Crítica alemã celebra Cidade de Deus

Arquivado em: Arquivo-CdB
Publicado quarta-feira, 14 de maio de 2003 as 10:58, por: cdb

Cidade de Deus está merecendo uma atenção inusitada dos críticos alemães, que não hesitam em usar superlativos para qualificar a primeira grande produção do diretor Fernando Meirelles.

Os críticos alemães reportam-se a mestres do cinema épico – Sergio Leone, Sam Peckinpah, Martin Scorsese – para comentar o filme de Fernando Meirelles e Kátia Lund, em relação ao qual “nenhuma comparação é exagerada”, como afirma Hauke Goos na revista Der Spiegel.

A “obra-prima” – caracterização utilizada repetidamente – “desmonta o velho mito do filme de gângster para recompô-lo em seguida”, define Tobias Kniebe no diário Süddeutsche Zeitung.

E, para não deixar nenhum leitor em dúvida, cita-se ainda o produtor alemão Bernd Eichinger, que considera Cidade de Deus “talvez o melhor filme dos últimos dez anos”. Foi, aliás, a distribuidora de Eichinger, a Constantin-Film, que comprou os direitos para a Alemanha.
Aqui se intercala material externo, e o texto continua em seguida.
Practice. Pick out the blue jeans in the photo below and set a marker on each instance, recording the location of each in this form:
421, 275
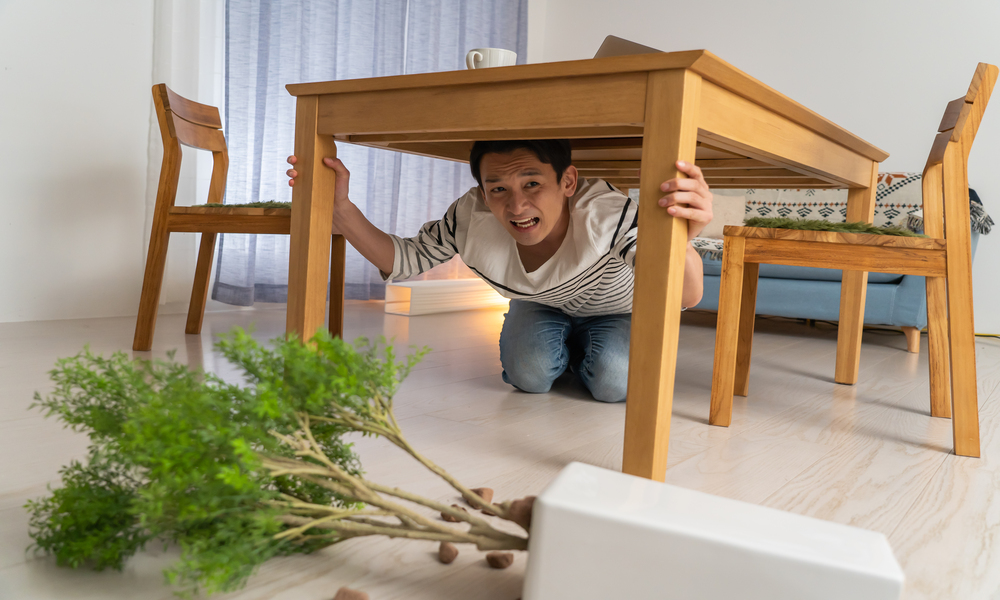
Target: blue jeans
538, 343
Uma versão cuidadosamente dublada está em cartaz em 150 cinemas da Alemanha desde quinta-feira, tendo atraído 60 mil espectadores até o fim de semana passado. Um número que Frauke Allstadt, da distribuidora, definiu à DW-WORLD como “satisfatório”, considerando que o filme foi lançado numa semana de sol, em que as pessoas geralmente preferem estar ao ar livre do que numa sala de cinema.

Allstadt acredita que o movimento no próximo fim de semana permitirá avaliar se o filme é realmente capaz de conquistar o público alemão.

Em inglês, “filme” também é chamado de “motion picture”, lembra o crítico Daniel Kothenschulte no Kölner Stadt-Anzeiger, impressionado com a força da linguagem visual desta obra brasileira. E destaca a cena em que um dos bandidos, com o jornal na mão, responde que “lê as fotografias” – quando um outro lhe pergunta se sabe ler – como sendo a síntese programática do filme, que retoma “a grande arte da narração visual” com que o cinema latino-americano sobressaiu na década de 60.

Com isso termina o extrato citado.